Özellikle son yıllarda ülkemizin en büyük sorunlarından bir tanesi adaletli vergi toplayamaması olmuştur. Bunun başlıca nedeni çeşitli ekonomik olumsuzluklarla, hükümete duyulan güvesizlik, ağır vergiler, sınırlamalar ve güncelliğini çoktan kaybetmiş, düzenlemeler dolayısıyla kayıt dışılığın yüksek oranlarda çıkması ve Vergi dairesi uygulayıcıların büyük bir kısmının mesleki bilgi ve vergilendirme tekniklerinden yoksun olması veya yoksun bırakılmasıdır.

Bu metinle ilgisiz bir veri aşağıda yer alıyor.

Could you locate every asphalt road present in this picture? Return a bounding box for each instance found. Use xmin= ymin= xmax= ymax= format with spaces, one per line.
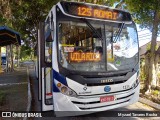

      Her zaman belirttiğim gibi başarının sırrı eğitimdir. Eğitimin ise gelişen çağdaş uygulamalar paralelinde verilmesi ile mümkündür. Halbuki, özellikle son 10 yılda bu konuda hiçbir mesleki eğitim faaliyeti yapılmadığı, yeni göreve alınanlar bile hiçbir mesleki temel veya ihtisas eğitimine tabi tutulmadıkları ancak kendilerine vergi, tarh, tahakkuk ve tahsil etmek veya hesap incelemek amacıyla yetkiler verildiğine şekil aldık. Durum bu olunca da bu kişiler bilinçsizliklerini kamufle etmek veya Vergi hukukunu çok bildiklerini kanıtlamak için bir çok defa yükümlülere karşı agresif tavırlar içine girmektedirler.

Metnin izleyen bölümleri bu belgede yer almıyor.